THERE have been even more ‘invasions’ in the local converting industry than reported and it’s reached the stage now when you’ve got to ask: ‘Have we missed something?’
Besides the most recent purchase of Boxmore group by Alpla of Austria and that of Astrapak by RPC of England earlier this year, that of Nampak Flexible by Amcor and Afripak by Constantia Flexibles last year and … the list goes on and on, there have been at least two other purchases of local converting businesses by international players recently (which we hope to report about). This suggests that there are others besides and leaves little doubt that there will be more.
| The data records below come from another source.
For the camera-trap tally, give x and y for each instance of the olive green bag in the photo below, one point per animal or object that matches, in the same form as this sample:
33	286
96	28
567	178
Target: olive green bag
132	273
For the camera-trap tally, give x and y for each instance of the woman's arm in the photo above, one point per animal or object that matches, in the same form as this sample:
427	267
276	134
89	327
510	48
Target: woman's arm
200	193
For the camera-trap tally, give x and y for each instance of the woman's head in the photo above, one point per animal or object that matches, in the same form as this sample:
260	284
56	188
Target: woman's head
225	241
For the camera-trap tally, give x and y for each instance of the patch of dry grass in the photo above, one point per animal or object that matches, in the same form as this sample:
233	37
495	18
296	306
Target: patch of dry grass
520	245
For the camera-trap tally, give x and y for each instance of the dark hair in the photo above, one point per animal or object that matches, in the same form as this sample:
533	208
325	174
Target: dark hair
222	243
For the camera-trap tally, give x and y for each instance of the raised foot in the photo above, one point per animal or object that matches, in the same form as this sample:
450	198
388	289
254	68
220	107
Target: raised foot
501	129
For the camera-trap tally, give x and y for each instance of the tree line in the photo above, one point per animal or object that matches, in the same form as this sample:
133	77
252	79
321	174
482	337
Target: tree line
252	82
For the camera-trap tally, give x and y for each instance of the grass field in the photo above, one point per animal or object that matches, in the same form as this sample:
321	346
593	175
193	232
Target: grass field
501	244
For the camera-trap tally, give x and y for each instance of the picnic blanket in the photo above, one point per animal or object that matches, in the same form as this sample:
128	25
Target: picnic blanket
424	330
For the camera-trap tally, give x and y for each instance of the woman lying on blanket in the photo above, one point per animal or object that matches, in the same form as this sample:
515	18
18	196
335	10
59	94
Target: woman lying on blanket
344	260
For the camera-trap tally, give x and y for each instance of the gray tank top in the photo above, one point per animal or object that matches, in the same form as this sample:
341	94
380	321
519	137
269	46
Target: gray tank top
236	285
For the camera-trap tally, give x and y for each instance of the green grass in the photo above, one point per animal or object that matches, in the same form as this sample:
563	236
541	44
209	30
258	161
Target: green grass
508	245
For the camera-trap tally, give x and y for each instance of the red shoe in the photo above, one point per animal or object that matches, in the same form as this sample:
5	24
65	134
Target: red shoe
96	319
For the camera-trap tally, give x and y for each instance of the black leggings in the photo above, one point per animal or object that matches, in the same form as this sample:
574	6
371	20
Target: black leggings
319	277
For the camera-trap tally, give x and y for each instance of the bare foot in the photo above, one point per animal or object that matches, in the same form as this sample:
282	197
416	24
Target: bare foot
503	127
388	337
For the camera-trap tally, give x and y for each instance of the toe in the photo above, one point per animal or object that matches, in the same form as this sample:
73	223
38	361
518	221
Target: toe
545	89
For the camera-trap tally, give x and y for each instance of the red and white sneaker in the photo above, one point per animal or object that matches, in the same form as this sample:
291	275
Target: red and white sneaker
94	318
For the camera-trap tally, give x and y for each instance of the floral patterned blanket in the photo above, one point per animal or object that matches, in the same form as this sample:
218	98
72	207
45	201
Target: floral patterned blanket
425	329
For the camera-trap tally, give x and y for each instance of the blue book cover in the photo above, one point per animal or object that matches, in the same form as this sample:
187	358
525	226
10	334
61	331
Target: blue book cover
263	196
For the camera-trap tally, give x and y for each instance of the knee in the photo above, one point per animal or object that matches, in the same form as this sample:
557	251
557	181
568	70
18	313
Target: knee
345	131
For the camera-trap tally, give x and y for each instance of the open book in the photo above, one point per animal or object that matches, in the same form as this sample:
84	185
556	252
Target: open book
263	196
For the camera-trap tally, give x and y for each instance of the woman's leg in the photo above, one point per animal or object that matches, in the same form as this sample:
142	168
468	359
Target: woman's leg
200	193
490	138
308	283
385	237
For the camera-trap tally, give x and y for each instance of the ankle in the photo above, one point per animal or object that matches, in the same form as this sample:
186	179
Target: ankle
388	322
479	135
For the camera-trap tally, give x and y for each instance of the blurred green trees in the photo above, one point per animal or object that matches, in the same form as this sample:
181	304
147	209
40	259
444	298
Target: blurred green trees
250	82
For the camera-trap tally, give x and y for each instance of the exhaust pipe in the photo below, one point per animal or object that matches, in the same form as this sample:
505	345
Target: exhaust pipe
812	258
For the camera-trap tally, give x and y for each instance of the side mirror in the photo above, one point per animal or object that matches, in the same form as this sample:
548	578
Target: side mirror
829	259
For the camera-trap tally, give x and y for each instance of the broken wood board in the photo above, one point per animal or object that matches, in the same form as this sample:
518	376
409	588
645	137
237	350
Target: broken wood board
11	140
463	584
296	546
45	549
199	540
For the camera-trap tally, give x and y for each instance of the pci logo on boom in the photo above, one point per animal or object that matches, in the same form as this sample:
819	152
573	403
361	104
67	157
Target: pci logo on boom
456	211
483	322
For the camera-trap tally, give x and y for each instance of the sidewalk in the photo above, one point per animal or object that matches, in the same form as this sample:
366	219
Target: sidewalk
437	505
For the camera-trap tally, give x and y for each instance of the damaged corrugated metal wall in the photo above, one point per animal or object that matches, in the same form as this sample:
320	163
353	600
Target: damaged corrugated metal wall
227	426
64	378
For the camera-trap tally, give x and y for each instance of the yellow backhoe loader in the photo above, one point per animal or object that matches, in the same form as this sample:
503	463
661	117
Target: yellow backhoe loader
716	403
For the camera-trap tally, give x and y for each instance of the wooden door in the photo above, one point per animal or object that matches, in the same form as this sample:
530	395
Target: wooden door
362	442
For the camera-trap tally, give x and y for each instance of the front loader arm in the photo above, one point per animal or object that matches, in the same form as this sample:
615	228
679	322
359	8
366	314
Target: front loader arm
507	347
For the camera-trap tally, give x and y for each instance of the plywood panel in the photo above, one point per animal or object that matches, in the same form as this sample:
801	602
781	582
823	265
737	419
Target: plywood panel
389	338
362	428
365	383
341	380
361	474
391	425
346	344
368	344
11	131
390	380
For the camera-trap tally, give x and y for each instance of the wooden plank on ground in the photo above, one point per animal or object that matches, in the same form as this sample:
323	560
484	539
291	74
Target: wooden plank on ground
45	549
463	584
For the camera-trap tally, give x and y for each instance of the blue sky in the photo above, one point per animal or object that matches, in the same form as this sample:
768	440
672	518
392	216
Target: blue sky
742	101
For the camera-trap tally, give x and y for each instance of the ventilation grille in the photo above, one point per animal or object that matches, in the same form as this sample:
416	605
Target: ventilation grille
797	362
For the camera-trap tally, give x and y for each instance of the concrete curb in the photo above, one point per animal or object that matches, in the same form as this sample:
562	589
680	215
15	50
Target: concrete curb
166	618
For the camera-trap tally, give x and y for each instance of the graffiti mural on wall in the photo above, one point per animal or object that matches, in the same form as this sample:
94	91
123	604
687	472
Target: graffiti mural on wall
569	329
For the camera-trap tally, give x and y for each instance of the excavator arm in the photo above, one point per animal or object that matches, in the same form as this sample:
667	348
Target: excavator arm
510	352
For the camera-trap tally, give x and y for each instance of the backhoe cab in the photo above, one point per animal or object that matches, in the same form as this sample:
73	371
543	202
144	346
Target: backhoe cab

With few exceptions, South African convertors have not been outward looking. This does not come as a complete surprise, as doing business in Sub-Saharan Africa is not easy and the opportunity to test cross-border business activity close to home has not been that attractive. But the boot is now on the other foot and we have a situation where many of the country’s top converting businesses are foreign-owned. Coming to terms with this may prove more challenging than expected: what we are seeing here is almost certainly a ratcheting up of competition levels.
The new entrants to the market are leaders in their own countries and have proven that they can survive and thrive in foreign markets. They have successful operational formulas, have reduced costs (by activities such as building their own machines) and increased per employee output to levels with which we are not familiar. So tough times lie ahead.
One aspect that is going to come as shock is employee numbers. Although the total number of workers in the local plastics, composites and rubber sectors has declined, we are by international standards still employing too many people, which is not going to wash well with BEE criteria.
And the new foreign entrants know their game. Plants we have visited reveal how the planners know the exact position where every machine needs to be placed, and where the chillers and silos should go and so on, down to every little detail. Often these plans are drawn up in design departments in the northern hemisphere, so these guys know what they are doing.
There are plusses too: personnel at groups that have ‘gone foreign’ may, if they put their hands up, get opportunities to gain global experience. And, as in the automotive market, there may be potential to supply global markets with locally manufactured goods (with the exception of containers). Let’s hope for that.
This goes back to our suggestion previously that South African converting operations are assessed more favourably by interested foreign parties than by many people in our industry themselves, which is, well, incredible! From this writer’s perspective, and I’ve visited about half the converting businesses around the country (something like 500-plus companies over the past two decades), the standard of our operations is high and the quality of goods produced is of a very high standard, maybe even too high. But we have been out-competed by suppliers of inferior quality products, mainly from the Far East. That should never have happened, but it did. Now we face competition from the other end of the spectrum. Let’s not kid ourselves that this problem is going to go away: many of our convertors face serious challenges.